Fragile X syndrome results from mutations in the FMR-1 gene. The gene product of FMR-1 is diminished or absent in patients with Fragile X syndrome. The mutations disrupting FMR-1 gene function include expansion of a CGG tandem repeat sequence within the FMR-1 gene and methylation of cytosine residues in a CpG promotor region 5’ to FMR-1. The number of CGG repeats in normal alleles of the FMR-1 gene is polymorphic and ranges from 6 to 45 triplets with the most common allele containing 29. In the majority of transmitting males and carrier females, the repeat number is in the range of 56 to 200 (premutation range). The range of 45 to 55 repeats is considered a gray zone between normal and premutation. Normal alleles and small premutations can be identified by PCR. In individuals with the Fragile-X phenotype, (full mutation) the repeat number usually exceeds 200 copies. Full mutations are evaluated using Southern hybridization.
PCR is used to amplify a highly GC-rich, 250-350 bp region of the FMR-1 gene. Amplification is followed by agarose gel electrophoresis and fragment sizing to determine the number of a triplet repeats in this region.
RNA is used as a template for the synthesis of complimentary DNA (cDNA) using the enzyme reverse transcriptase. The resultant cDNA provides a template for PCR amplification. This process is useful for the examination of chromosomal translocations in which DNA breakpoints are varied and occur over large distances giving rise to fusion messenger RNAs (mRNAs.)
Qualitative multiplex reverse transcriptase polymerase chain reaction (RT-PCR) is designed to detect fusion mRNAs that result from translocations or chromosomal rearrangements and have been found to be specific markers for particular subtypes of leukemia. This test is designed to detect 28 different translocations or chromosomal rearrangements, including more than 80 breakpoints or splice variants.

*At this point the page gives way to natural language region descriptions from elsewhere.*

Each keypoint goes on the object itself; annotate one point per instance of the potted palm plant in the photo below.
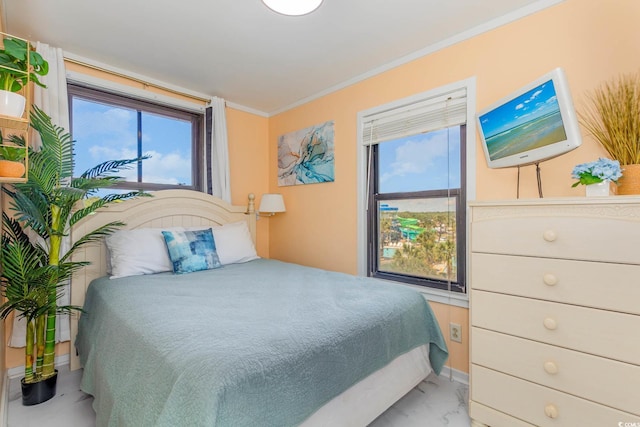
(19, 65)
(35, 269)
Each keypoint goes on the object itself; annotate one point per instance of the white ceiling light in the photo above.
(293, 7)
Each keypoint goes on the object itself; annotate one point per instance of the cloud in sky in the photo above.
(417, 155)
(107, 133)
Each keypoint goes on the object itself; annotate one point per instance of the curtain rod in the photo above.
(134, 79)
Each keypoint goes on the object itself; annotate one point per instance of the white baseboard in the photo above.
(18, 371)
(454, 374)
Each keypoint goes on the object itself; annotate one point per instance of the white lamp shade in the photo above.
(293, 7)
(272, 203)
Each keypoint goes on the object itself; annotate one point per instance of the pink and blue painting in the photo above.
(306, 156)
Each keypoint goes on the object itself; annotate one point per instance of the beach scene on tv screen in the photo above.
(532, 120)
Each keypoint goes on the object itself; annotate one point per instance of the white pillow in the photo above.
(139, 251)
(233, 243)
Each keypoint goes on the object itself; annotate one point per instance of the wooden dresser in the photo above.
(555, 312)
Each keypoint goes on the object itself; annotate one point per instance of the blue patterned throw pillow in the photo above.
(191, 251)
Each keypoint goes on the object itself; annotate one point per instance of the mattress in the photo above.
(264, 340)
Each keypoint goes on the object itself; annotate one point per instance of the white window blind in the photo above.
(442, 111)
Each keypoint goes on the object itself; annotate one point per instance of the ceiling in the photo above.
(241, 51)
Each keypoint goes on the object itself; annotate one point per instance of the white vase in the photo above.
(600, 189)
(11, 104)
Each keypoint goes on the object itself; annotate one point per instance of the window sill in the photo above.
(443, 297)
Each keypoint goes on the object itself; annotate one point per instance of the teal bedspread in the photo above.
(262, 343)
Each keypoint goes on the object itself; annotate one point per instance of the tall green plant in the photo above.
(48, 204)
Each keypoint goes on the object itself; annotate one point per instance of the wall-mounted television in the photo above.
(534, 123)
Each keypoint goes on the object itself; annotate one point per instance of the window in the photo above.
(416, 190)
(106, 126)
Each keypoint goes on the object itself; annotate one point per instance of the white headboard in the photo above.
(167, 208)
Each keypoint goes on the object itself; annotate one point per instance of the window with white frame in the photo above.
(414, 167)
(110, 126)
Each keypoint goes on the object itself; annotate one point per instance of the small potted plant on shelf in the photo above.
(19, 65)
(599, 177)
(35, 268)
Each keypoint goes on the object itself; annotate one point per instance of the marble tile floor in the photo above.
(435, 402)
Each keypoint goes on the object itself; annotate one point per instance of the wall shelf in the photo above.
(18, 125)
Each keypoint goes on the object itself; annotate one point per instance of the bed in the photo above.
(256, 342)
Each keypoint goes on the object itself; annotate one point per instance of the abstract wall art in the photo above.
(306, 156)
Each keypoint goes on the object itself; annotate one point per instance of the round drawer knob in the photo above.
(549, 235)
(550, 323)
(551, 411)
(550, 279)
(550, 368)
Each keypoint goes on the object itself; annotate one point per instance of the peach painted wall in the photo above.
(592, 40)
(248, 153)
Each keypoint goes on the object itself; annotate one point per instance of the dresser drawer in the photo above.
(539, 405)
(608, 286)
(581, 238)
(599, 332)
(594, 378)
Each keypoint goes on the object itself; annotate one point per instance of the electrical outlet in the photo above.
(455, 332)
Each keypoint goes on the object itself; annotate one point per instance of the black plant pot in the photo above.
(35, 393)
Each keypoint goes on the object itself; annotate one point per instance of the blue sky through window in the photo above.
(428, 161)
(106, 132)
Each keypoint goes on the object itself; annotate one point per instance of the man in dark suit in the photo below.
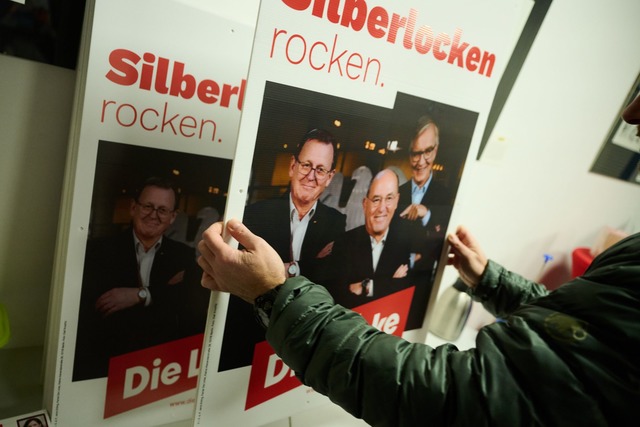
(134, 292)
(373, 260)
(383, 256)
(424, 199)
(299, 227)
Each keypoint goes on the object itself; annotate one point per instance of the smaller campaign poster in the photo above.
(159, 96)
(359, 119)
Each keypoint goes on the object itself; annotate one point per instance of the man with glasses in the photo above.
(424, 199)
(134, 287)
(373, 260)
(299, 227)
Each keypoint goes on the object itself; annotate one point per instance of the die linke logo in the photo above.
(141, 377)
(270, 377)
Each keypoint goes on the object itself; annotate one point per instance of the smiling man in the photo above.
(133, 287)
(373, 260)
(299, 227)
(423, 198)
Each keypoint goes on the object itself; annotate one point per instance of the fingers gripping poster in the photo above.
(358, 120)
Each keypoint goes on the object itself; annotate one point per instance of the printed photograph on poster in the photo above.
(141, 283)
(33, 420)
(619, 156)
(331, 190)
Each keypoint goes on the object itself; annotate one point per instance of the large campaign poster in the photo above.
(158, 101)
(359, 119)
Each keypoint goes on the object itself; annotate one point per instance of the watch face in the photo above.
(293, 269)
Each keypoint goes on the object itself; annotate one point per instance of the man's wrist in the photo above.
(263, 306)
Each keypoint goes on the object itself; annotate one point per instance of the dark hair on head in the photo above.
(423, 123)
(28, 421)
(156, 181)
(320, 135)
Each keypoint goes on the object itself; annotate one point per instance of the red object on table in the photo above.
(581, 259)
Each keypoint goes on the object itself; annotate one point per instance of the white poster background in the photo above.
(212, 46)
(493, 26)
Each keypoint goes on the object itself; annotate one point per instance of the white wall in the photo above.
(35, 111)
(532, 193)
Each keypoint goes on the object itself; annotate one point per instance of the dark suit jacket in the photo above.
(111, 263)
(269, 219)
(438, 199)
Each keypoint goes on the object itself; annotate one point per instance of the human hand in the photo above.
(117, 299)
(414, 211)
(401, 271)
(246, 273)
(466, 256)
(356, 288)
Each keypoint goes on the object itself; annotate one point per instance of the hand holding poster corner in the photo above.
(366, 72)
(160, 89)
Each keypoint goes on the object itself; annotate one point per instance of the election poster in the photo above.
(160, 89)
(358, 121)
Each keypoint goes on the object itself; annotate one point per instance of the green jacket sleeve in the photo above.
(378, 377)
(501, 291)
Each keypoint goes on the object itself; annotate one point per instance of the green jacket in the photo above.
(561, 358)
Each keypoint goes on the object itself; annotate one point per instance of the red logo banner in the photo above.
(142, 377)
(270, 377)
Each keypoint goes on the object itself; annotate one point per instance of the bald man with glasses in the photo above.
(374, 260)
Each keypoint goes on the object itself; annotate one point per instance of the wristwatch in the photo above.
(142, 294)
(293, 269)
(263, 306)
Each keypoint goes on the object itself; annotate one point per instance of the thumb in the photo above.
(459, 246)
(242, 234)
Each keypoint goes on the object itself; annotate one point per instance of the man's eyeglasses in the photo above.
(388, 200)
(305, 168)
(148, 208)
(426, 153)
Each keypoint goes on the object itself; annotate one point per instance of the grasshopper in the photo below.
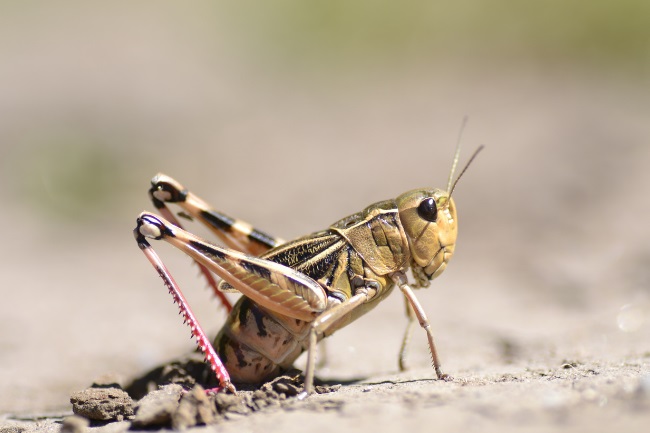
(295, 293)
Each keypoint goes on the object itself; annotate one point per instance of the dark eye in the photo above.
(428, 210)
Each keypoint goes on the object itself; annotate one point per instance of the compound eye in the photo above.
(428, 210)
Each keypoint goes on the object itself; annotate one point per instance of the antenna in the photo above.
(457, 154)
(464, 169)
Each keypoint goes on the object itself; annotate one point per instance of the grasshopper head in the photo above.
(429, 220)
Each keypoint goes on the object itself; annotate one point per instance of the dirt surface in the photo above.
(542, 316)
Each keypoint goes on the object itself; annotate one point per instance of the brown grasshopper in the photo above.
(298, 292)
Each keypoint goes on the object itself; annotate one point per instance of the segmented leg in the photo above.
(236, 234)
(188, 317)
(410, 316)
(320, 326)
(402, 283)
(271, 285)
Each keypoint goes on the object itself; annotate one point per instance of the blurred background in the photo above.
(291, 115)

An internal control fragment is amplified in each assay. Amplification of this region checks for RNA integrity and the presence of PCR inhibitors. A positive and negative (reagent) control are included in each run.
FISH is the detection of highly specific DNA probes that have been hybridized to either interphase or metaphase chromosomes using fluorescence microscopy.
DNA for probe use is labeled with fluorescent (direct method) or non-fluorescent molecules that are then detected by fluorescent antibodies (indirect method). The probes bind to a specific region or regions on the target chromosome. The chromosomes are then stained using a contrasting color, and the cells are viewed using a fluorescence microscope.
Uses for FISH include: simple determination of aneuploidy (monosomies, trisomies), sex determination, gene amplification, derivative chromosome or marker determination, micro-deletion detection and tracking translocations in interphase cells for use in diagnosis and treatment follow-up in tumors and hematologic disorders.